Sepakat mengikat diri, menerjemahkan rumah seperti memangku rindu pada kekasih abadi. Membiarkan kaki mengajak raga pergi melangkah. Namun hati tetap ditinggalkan. Rindu menggebu yang selalu mengingatkan mereka untuk pulang.
Banyak yang tak memiliki kemampuan mendirikan rumah. Walau setiap hari berjibaku dalam keluh dan peluh. Bersedia dan rela mendiami rumah dalam hitungan bulanan atau tahunan. Walau sementara, tapi penuh cinta.
Mereka terlatih merundukkan ingin di alam sadar paling dalam. Berlatih menjalani pusaran hari demi hari. Tak khawatir berujar dan menakar isi rumah yang mampu dimiliki. Sebab, tak ada yang bisa mengalahkan kebersamaan atas nama cinta.
Tak perlu memikirkan kerumitan dan kesulitan untuk pulang. Boy Candra pernah menuliskan, "bukankah cinta adalah proses menuju pulang? Berjalan menuju seseorang yang kelak kau sebut rumah, dan menetap di sana hingga menutup usia."
Rumah tak hanya menaungi dan melindung orang-orang yang menjadi penghuni. Namun memiliki banyak fungsi rahasia yang tak terduga.
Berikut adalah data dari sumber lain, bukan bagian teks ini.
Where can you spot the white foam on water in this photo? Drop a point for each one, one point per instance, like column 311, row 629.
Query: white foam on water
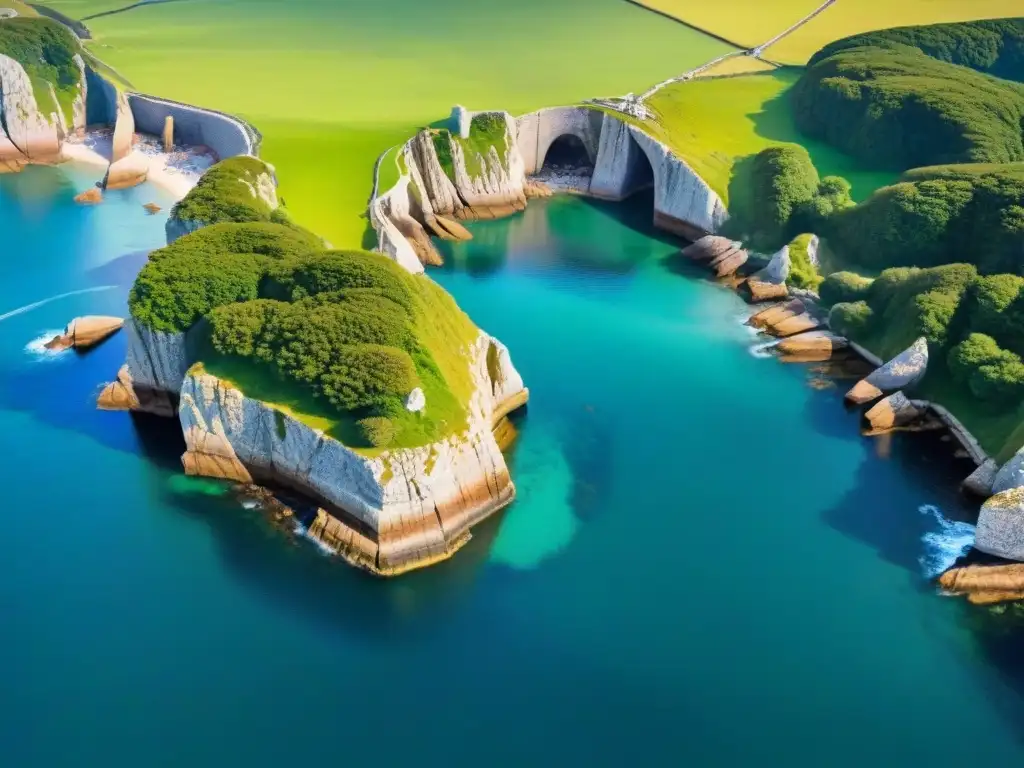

Adakalanya, rumah menjelma menjadi gudang bagi aneka macam barang. Hadir dengan alasan kebutuhan atau semata keinginan. Dengan alasan kebutuhan hari ini, atau untuk esok nanti yang tak pasti.
Pada masanya, rumah berubah menjadi bilik-bilik menyimpan kenangan. Lemari tua tempat paling aman menyimpan baju pernikahan, di dinding terpasang pajangan foto-foto masa lalu dan aneka penghargaan, atau kotak kecil untuk menyembunyikan surat cinta pertama.
Tiba-tiba, tanpa disadari. Rumah mengubah diri menjadi museum sejarah kehidupan. Tak hanya bagi penghuni di masa kini, namun juga untuk generasi di masa depan. Rumah tak lagi menjadi pusat dari cerita, cinta, derita dan airmata. Tapi rumah menjadi sumber dari itu semua.
Pada akhirnya, rumah pun kembali kepada fungsi aslinya. Sebagai alasan, untuk merasakan pulang.